I suspect that the resistance and the opposition will be more bold and brazen and determined; that there will be different challenges to negotiate and to navigate; that the dividing lines between faith and not will be a bit more clear. And it's gonna take more courage from us to say "I'm a Christ follower," 'cause the cost will become more apparent. I wanna encourage you as Moses encouraged the crew in Deuteronomy 6, be careful. Be careful. Be careful that you don't compromise. Be careful that you don't betray your faith. Be careful that you don't sell out. Be careful. Teach the children. Teach them to be different from the world. Impress upon them what it means to be godly. Don't abandon them. Don't teach them to be better at the worldly system. Teach them to be godly. Let them see what it means to be different. Not weird different. You're weird enough, you don't have to pretend to be weird.

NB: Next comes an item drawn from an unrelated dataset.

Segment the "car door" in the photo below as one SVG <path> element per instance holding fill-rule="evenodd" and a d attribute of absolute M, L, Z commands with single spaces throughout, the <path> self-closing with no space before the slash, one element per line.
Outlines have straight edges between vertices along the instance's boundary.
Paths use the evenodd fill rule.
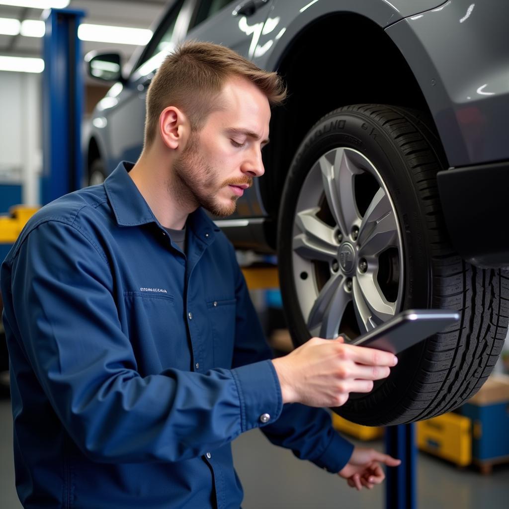
<path fill-rule="evenodd" d="M 272 3 L 273 0 L 202 0 L 197 6 L 186 39 L 222 44 L 250 60 L 256 60 L 263 51 L 259 41 Z M 239 199 L 230 218 L 265 215 L 257 180 L 250 192 Z"/>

Hey, conflict in our lives and in our world doesn't mean God has abandoned us. It may mean he's asked us to stand in a difficult place and hold up his truth, and be a light in the darkness. I'd like to pray for you:

Father, I pray you'll give us the courage to stand and the boldness to be assertive with the truth. May we stand for your truth and yet do it in a way that reflects your love and your mercy to our generation. In Jesus's name, amen.